Understanding Authentication, Authorization, and Tokens: A Practical Guide

Authentication

Authentication is the process of verifying a user's identity, such as matching a fingerprint to the stored record.

Common authentication methods include username/password login, email login links, mobile SMS verification codes, and any method that proves the user is the account owner.

Authorization

Authorization grants an application permission to access specific resources of a user, like accessing photos, location, or personal profile information.

Implementation methods include cookies, sessions, tokens, and OAuth.

Credentials

Credentials act as a medium (similar to an ID card) that marks the visitor's identity for both authentication and authorization.

Cookie

Because HTTP is a stateless protocol, a cookie is a small piece of data stored on the client to maintain session state across requests.

Cookies are domain‑bound and cannot be accessed across different domains, though subdomains can share them via the domain attribute.

Session

A session records server‑client session state, usually based on a cookie that holds a unique SessionID. The server stores the session data, while the client only keeps the identifier.

The server creates a session after the first request and returns the SessionID to the browser.

The browser stores the SessionID in a cookie.

On subsequent requests, the browser sends the cookie; the server retrieves the session using the SessionID.

If the session exists, the user is considered logged in; otherwise, the login is invalid or expired.

Token

An access token is a credential required to access API resources.
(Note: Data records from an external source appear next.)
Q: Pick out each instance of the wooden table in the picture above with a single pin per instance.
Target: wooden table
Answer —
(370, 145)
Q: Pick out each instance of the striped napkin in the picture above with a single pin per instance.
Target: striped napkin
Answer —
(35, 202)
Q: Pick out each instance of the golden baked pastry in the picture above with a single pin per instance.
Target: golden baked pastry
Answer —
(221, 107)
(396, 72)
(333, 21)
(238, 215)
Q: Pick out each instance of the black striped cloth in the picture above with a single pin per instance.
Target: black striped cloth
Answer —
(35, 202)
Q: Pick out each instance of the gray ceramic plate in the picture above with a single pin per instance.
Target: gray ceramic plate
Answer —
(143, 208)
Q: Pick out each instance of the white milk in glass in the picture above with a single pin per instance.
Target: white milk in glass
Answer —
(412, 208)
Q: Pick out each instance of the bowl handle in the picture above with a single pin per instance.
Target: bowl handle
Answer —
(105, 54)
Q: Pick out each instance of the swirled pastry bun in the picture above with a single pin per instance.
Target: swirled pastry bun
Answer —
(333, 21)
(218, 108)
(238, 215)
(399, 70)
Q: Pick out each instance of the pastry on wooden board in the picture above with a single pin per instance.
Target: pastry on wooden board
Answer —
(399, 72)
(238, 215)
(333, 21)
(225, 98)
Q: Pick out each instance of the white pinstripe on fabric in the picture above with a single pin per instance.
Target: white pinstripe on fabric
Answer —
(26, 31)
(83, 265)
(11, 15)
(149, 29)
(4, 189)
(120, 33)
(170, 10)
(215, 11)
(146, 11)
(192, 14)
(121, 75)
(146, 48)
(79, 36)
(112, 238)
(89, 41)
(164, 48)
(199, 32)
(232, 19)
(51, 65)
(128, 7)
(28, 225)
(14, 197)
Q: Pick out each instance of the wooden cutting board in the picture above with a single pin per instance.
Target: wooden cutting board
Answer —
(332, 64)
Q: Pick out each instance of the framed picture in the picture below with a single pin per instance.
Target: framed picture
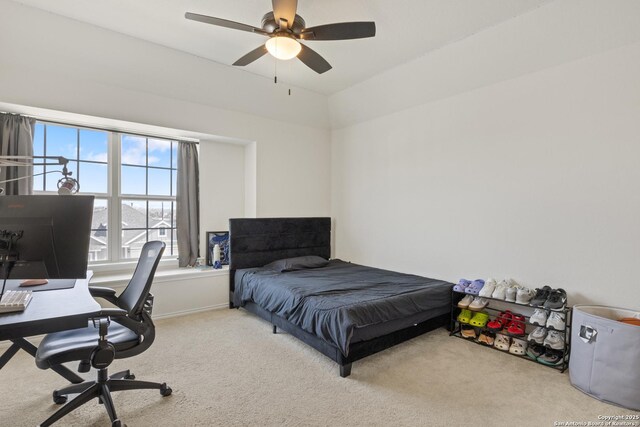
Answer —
(218, 238)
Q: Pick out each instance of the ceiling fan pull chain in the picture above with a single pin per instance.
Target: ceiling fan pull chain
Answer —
(275, 71)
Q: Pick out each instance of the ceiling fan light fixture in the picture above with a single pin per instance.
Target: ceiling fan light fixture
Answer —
(283, 47)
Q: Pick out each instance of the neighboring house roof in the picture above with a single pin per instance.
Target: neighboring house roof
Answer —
(131, 218)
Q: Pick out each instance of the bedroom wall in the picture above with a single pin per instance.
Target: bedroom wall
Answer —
(58, 65)
(534, 178)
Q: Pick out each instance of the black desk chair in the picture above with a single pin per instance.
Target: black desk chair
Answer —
(117, 333)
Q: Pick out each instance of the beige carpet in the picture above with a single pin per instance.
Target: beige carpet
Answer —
(226, 368)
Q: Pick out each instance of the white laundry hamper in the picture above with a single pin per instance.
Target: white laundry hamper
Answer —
(605, 354)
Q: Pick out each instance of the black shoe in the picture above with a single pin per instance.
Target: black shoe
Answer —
(535, 350)
(557, 300)
(551, 357)
(541, 296)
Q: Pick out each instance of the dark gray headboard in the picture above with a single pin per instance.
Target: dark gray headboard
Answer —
(254, 242)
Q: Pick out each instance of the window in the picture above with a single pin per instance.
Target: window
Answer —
(133, 178)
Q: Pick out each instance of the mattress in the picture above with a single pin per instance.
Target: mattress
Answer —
(344, 303)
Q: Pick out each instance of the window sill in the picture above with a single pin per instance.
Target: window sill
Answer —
(129, 266)
(114, 279)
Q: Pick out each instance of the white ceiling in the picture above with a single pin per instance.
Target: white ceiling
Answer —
(406, 29)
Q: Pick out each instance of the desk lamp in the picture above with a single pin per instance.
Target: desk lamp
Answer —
(66, 185)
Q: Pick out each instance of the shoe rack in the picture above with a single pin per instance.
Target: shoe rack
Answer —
(494, 308)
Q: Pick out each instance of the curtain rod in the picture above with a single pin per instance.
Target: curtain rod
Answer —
(105, 129)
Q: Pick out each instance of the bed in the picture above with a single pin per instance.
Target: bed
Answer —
(346, 311)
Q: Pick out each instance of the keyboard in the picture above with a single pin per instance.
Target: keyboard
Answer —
(15, 301)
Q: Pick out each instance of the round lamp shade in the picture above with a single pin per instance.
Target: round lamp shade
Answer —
(283, 47)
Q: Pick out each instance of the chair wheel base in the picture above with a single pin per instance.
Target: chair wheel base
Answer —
(165, 390)
(59, 399)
It typically contains a user identifier (uid), a timestamp, and a cryptographic signature.

Features of access tokens include stateless server design, good extensibility, mobile support, security, and cross‑program invocation.
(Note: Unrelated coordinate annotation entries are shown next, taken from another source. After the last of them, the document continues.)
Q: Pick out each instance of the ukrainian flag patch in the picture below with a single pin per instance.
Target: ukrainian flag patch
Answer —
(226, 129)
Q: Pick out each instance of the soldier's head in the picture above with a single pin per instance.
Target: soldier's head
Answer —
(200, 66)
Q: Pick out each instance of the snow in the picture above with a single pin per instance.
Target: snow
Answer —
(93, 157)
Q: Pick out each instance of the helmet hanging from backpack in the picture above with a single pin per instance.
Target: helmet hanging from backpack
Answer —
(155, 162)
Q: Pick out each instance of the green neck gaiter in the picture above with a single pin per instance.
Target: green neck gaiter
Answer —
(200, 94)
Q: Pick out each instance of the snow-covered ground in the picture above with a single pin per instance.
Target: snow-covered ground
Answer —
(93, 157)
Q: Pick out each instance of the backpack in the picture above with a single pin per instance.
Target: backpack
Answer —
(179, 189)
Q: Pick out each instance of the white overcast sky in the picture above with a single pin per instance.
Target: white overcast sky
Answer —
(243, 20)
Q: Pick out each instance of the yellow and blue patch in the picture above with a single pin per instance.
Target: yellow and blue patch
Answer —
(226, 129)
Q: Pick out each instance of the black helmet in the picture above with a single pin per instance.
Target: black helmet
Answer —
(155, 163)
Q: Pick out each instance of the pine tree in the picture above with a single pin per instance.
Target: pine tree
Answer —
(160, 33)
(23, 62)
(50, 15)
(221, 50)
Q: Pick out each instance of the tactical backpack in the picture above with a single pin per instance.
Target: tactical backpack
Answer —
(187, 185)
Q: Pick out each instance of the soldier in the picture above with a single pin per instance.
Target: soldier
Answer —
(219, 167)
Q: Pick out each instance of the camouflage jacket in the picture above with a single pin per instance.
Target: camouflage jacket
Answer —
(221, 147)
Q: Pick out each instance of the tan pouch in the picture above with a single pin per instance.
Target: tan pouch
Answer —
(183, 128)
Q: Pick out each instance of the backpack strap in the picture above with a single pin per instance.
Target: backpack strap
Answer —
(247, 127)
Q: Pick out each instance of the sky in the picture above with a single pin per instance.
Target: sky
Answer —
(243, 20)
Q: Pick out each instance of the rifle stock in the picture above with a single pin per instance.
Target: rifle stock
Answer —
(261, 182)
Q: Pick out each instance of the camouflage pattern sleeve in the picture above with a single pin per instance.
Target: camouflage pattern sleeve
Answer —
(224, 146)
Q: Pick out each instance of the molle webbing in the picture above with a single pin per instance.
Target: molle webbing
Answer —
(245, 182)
The client sends username/password to log in.

The server validates the credentials.

Upon successful validation, the server issues a token and returns it to the client.
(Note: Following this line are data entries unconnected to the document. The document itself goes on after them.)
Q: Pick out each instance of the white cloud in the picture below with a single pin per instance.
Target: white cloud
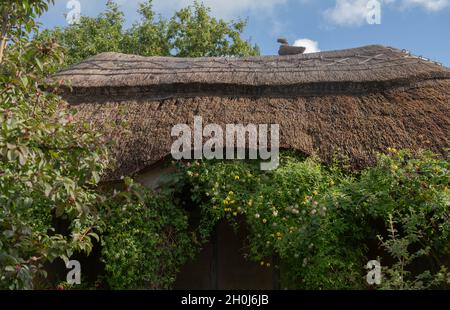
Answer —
(347, 12)
(311, 46)
(354, 12)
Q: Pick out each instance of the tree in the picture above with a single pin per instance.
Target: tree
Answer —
(49, 164)
(191, 32)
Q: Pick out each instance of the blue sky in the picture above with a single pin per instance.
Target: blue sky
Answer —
(420, 26)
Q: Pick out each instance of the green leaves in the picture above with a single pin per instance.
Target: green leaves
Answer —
(191, 32)
(46, 159)
(322, 222)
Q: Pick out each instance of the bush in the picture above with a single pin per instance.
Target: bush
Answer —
(146, 239)
(325, 225)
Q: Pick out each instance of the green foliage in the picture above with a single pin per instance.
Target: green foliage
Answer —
(146, 239)
(323, 224)
(49, 164)
(191, 32)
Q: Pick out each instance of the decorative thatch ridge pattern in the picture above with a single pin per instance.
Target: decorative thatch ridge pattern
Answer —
(353, 102)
The client stores the token (e.g., in a cookie or localStorage).

For each protected request, the client includes the token in the Authorization: Bearer header.

The server verifies the token and, if valid, returns the requested data.

Refresh Token

A refresh token is used exclusively to obtain a new access token without requiring the user to re‑enter credentials.

When the short‑lived access token expires, the client can request a new one using the refresh token; if the refresh token also expires, the user must log in again.

Token vs Session

Session stores state on the server, making the server stateful; token enables stateless authentication where the server does not keep session data.

Tokens generally provide better security because each request carries a signed token, while sessions rely on transport‑layer security.

If you need to maintain server‑side state, you can still use sessions alongside tokens.

JWT (JSON Web Token)

JWT is a widely adopted cross‑domain authentication solution based on the open standard RFC 7519.

It carries claims about the user and can be signed with HMAC or RSA, ensuring the information is trustworthy.

The user logs in with username/password; the server returns a JWT upon successful authentication.

The client stores the JWT (commonly in localStorage or a cookie).

When accessing protected resources, the client includes the JWT in the Authorization: Bearer header.